Today, they went further than usual. There are thick woods on the edge of the playground. The rumor, passed down from one generation of students to the next, is that a witch lives there. Or a gypsy? The details vary depending on who tells it. They say if you go deep enough into the woods, you don’t come out.

What she does with you also varies by who’s telling it. Some of them say she skins you, then roasts you over a fire for dinner. Others say she hypnotizes you and adds you to her army of servants, who feed her grapes and kiss her wrinkled, dirty feet. I didn’t know how much stock to put in any of this and didn’t care to find out.

My error was assuming I’d have any say in it. How foolish of me. I should’ve known this was coming. The time to plan a way out of it was days or weeks ago. Not while being lugged into the woods by the hands and feet. I don’t cry anymore, it’s just blood in the water. The more I cry, the more pleasure they get out of it.

I was mostly upset they’d taken my latest set of school supplies. I’d be scolded when I got home, I thought. That’s when I was still under the misapprehension that I’d be going home that night. They left me tied to a tree and made off with my backpack. Could they get away with something like this? Then again, they’d gotten away with everything else.

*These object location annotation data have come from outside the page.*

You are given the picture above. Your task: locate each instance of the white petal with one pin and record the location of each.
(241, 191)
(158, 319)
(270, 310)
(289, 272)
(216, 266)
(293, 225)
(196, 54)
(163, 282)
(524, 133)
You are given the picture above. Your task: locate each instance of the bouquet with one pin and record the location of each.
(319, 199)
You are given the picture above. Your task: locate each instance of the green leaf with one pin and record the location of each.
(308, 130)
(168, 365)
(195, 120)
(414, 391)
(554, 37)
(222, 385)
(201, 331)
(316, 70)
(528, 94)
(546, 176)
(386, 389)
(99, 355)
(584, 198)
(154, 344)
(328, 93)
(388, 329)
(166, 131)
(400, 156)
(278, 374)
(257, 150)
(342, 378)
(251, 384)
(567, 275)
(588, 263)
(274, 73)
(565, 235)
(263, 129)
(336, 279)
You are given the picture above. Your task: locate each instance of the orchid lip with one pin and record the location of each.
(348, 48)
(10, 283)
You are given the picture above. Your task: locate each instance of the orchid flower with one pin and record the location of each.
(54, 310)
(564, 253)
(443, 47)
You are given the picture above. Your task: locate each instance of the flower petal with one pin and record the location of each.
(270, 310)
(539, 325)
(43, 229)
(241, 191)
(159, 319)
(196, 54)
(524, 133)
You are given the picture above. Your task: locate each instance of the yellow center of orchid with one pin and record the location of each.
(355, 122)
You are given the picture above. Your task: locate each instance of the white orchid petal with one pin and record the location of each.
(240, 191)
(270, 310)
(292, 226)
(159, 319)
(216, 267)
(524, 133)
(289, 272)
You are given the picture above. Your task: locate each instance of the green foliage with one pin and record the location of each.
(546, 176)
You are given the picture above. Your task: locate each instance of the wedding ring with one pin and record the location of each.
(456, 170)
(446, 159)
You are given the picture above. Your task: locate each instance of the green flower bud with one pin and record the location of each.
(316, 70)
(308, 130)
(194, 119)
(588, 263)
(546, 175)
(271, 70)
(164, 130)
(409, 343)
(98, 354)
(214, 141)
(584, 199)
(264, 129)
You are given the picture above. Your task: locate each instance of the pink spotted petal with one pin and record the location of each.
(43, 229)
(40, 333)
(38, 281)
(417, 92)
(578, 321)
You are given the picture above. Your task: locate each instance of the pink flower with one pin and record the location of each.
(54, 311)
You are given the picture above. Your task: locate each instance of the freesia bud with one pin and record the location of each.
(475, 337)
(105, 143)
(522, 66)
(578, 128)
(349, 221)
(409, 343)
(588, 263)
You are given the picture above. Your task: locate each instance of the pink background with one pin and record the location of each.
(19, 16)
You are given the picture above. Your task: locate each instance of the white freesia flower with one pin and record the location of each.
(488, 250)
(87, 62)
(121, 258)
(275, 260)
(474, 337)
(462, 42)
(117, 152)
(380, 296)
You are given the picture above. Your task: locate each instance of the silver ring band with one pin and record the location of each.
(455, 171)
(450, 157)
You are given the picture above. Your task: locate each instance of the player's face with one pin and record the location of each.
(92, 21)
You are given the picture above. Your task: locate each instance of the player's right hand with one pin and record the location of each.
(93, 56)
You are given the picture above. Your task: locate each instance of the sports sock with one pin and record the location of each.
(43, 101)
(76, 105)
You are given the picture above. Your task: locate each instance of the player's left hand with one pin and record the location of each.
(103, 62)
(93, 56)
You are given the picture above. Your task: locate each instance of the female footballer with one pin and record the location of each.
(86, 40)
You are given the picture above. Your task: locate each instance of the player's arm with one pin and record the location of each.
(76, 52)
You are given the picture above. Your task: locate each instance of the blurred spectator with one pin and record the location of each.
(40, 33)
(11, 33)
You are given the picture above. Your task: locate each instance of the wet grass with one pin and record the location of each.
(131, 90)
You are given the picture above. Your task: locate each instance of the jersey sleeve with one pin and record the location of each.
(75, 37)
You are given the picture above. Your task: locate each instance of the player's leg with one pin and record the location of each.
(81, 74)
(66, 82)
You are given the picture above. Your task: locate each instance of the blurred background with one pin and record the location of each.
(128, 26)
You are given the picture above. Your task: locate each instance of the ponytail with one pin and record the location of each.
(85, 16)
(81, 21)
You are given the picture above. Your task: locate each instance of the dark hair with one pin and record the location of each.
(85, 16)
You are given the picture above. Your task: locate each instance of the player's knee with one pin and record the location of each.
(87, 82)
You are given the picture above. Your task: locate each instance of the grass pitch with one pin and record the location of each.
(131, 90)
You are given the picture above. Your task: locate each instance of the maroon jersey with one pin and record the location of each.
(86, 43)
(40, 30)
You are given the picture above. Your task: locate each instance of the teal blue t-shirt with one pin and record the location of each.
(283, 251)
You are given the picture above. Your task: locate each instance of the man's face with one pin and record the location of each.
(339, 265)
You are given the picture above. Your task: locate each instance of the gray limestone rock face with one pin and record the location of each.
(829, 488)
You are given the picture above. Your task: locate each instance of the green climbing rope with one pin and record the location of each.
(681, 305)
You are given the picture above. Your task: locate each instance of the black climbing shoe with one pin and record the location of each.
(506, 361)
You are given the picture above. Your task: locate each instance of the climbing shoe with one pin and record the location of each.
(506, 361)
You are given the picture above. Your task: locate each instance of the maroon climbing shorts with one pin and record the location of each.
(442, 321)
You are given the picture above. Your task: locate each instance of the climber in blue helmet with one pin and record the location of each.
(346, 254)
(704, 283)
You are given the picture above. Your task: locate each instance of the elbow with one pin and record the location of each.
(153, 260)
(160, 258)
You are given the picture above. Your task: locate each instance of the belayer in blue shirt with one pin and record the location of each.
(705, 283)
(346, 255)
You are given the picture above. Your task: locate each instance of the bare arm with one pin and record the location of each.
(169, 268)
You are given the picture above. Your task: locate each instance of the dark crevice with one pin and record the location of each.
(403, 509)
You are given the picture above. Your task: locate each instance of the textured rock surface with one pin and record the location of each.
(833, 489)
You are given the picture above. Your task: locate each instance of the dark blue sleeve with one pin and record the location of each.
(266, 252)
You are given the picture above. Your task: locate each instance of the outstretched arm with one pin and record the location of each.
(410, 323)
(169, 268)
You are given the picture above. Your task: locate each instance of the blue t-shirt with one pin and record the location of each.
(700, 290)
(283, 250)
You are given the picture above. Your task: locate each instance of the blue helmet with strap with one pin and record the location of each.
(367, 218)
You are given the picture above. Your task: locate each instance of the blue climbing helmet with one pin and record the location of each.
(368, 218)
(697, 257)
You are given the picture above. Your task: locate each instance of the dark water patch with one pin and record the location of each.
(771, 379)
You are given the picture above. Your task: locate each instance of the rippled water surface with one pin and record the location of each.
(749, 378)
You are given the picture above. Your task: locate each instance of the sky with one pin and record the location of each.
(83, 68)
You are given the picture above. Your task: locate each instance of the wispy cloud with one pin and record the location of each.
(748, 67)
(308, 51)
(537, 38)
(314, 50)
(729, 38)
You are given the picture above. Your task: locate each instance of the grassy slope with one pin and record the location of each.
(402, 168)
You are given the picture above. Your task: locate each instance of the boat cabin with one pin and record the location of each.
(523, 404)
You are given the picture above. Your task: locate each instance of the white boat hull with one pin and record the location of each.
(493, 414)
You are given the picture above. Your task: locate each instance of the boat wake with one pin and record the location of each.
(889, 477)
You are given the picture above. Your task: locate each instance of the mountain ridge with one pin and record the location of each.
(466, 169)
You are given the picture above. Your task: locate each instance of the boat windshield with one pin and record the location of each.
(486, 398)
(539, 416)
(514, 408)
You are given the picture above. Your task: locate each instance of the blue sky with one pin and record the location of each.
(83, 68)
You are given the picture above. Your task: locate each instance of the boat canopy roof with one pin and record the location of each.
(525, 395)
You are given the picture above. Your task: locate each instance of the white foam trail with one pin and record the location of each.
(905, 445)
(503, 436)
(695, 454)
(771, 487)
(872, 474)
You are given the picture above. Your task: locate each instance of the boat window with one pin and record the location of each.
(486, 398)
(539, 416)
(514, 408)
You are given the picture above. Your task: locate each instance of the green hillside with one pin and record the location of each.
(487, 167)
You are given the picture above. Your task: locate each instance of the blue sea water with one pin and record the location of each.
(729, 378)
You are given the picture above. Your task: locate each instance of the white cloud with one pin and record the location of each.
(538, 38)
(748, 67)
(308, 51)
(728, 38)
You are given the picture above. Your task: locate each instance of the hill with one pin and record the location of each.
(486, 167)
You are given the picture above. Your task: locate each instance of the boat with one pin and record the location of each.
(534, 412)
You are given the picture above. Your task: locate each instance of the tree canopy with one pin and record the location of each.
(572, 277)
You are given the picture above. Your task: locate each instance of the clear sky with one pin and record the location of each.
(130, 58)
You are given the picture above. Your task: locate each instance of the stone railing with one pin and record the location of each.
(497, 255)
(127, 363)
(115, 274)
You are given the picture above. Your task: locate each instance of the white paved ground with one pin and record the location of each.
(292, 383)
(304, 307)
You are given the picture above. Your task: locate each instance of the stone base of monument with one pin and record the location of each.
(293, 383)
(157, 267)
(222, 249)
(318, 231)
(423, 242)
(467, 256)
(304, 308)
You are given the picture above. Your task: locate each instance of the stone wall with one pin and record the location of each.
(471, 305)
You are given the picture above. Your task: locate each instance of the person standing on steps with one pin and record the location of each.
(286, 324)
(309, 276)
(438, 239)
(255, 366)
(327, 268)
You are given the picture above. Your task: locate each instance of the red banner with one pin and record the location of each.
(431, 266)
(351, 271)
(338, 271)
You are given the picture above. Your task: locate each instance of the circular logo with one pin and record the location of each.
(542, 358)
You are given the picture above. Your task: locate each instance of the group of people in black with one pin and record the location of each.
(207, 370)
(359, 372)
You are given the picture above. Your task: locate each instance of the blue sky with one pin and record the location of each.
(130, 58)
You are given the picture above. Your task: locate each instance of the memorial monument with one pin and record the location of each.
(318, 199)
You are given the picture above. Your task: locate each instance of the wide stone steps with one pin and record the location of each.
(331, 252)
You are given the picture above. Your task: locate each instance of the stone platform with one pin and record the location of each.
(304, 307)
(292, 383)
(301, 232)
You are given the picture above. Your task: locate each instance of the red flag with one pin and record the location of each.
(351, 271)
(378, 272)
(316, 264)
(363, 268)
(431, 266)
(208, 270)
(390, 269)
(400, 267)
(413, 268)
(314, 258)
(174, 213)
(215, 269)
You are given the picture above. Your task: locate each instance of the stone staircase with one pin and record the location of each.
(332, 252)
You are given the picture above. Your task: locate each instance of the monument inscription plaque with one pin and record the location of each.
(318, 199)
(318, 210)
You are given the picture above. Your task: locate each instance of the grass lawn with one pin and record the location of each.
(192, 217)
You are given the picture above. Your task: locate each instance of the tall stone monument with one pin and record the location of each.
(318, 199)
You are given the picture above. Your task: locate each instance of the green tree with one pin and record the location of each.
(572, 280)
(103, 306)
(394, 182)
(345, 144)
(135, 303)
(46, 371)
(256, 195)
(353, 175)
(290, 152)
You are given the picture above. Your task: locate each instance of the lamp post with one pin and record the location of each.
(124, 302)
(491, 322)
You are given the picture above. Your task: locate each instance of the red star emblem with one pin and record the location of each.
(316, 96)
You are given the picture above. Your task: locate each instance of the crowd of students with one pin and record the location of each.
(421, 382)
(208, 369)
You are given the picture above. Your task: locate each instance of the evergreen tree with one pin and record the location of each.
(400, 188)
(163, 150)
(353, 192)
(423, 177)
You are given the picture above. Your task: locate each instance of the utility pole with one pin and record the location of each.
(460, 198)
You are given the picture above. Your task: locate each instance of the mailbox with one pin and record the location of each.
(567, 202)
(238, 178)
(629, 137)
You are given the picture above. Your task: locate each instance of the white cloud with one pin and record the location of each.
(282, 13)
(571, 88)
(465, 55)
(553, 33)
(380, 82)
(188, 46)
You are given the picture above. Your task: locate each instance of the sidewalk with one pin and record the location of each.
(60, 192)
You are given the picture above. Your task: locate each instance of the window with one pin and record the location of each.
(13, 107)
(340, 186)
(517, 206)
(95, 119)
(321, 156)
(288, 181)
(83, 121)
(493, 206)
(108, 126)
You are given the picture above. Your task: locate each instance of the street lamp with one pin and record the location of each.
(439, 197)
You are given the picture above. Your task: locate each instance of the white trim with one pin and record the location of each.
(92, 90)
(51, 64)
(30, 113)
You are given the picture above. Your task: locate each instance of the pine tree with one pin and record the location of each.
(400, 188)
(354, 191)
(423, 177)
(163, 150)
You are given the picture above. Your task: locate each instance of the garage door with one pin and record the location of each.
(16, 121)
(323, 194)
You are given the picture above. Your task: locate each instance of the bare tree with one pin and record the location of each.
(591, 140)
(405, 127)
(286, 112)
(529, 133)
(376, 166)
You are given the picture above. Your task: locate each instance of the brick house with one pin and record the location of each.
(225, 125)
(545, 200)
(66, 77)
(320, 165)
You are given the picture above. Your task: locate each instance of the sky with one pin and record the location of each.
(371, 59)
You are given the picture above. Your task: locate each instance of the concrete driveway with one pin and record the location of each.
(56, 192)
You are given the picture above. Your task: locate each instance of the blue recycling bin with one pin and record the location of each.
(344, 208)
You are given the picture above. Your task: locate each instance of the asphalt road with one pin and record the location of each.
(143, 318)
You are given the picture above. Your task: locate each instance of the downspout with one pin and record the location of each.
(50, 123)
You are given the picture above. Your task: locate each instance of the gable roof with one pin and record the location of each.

Once they were long gone I set about shouting for help until my voice was hoarse. I was warm from struggling until then, but as I sat there the cold began to work its way through me. The colors of Fall had come and gone. The leaves coating the ground were now simply brown and brittle.

Slowly decomposing. Everything seems to do that as winter approaches. Every time I thought I couldn’t be more miserable, something got worse. A light rain. The wind picked up. Then the sun began to go down. Now that the other boys were gone I let myself have a long, deep cry. Nobody to hide it from.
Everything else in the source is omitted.